消費者金融から借りた金額が三百万、闇金融から借りた金額が二百万円です。両親はいつの間にかに離婚をし、どこかへと行ってしまいました。いわゆる「蒸発」というやつです。連絡先も捨てたのか、電話は一向に繋がらず、もう関わりたくないというような雰囲気が感じられました。それに今思えば、多分両親は長男が死んだ時点で、私達に愛情を注ぐ力などはもう残っていなかったんだと思います。中身は空っぽだったのでしょう。
そして、当事者である弟なんですが、借金を返済しようとは思わず、気づけば音信不通になってしまっていて。今どこにいるのかも分からず、始めからいなかったかのように、弟に関係する連絡先とかは全然繋がらなくて……。

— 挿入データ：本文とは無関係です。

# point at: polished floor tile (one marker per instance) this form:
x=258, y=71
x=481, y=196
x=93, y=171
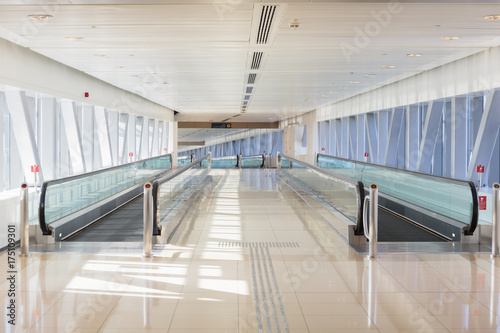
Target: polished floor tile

そうして、私が返済するしかなくなってしまったんです。
初めてその関係の人が来たときは驚きました。あ、こんなことって実際にあるんだと思って。それにそもそも、なんで私が払わないといけないんだろうと思って。私は訪ねました。そしたら、こういう答えが返ってきたんです。

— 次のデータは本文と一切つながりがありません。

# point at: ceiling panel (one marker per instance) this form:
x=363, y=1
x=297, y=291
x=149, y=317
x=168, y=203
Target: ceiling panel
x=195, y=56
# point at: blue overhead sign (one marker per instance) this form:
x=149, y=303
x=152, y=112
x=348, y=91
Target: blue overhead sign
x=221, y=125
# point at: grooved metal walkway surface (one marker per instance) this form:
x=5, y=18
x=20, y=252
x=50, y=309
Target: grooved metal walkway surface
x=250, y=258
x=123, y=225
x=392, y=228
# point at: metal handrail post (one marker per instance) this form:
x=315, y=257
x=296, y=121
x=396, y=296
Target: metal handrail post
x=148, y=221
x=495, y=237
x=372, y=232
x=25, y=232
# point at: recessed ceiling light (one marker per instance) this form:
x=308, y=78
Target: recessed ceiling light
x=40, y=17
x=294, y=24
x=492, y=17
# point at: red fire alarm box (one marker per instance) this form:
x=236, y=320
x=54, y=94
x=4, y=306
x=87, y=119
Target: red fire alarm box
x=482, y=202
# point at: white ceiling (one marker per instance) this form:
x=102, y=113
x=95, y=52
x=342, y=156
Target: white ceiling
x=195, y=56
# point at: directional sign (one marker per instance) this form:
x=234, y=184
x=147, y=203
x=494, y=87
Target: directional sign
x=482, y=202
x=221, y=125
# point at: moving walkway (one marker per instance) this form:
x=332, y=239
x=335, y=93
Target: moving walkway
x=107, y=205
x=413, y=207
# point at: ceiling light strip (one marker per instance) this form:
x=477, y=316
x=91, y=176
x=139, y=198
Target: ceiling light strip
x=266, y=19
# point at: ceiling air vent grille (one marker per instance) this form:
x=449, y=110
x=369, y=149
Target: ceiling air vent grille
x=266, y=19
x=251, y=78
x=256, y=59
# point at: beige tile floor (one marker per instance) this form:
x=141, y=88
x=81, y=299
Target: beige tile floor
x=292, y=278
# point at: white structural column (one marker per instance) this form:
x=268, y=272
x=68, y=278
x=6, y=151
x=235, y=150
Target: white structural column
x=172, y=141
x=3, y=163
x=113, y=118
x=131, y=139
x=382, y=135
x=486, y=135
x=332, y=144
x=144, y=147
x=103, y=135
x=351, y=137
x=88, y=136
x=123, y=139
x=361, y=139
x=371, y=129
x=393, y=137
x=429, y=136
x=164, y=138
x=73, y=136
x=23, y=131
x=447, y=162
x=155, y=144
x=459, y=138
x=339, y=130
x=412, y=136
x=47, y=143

どうやら弟は連帯保証人の欄に私達家族全員の名前を順繰りに書いていたようで、残っていた最後の名前が私だったため、そういう風になってしまったそうでした。つくづく運の悪い話です。
合計五百万円のその借金を、私はバイトをしながらこの半年間返してきたのですが、両親の失踪により私は大学の学費も払わなければならなくなってしまったので……国公立とは言えど、大変なものがあります。
私はバイトの給料で、生活、返済、学費の全てを賄わなければならないのです。
これがかなり、大変なことで……
って、すみません。随分長く話してしまいました」
「いや、いいよ。もっと話して」
僕は促した。人に話したほうが楽になれる時があると思うから。
「ありがとうございます……
それで今日の朝、闇金融に――少しですが借金の返済に行ったら、いわゆる反社会的な人にかなり怒鳴られてしまい、
『もっと払えねえのかよ』
『早くしろ』
と。
辛くなってしまって。で多分、それを生田さんに気づかれてしまったと言った感じでした。ごめんなさい、こんな話を長々としてしまって」
「いや、本当に良いんだ。それにしても、そっか……」
気丈に振る舞っている彼女が、そんな過去を秘めていることが、何だか悲しくて、早く救われてほしいと思った。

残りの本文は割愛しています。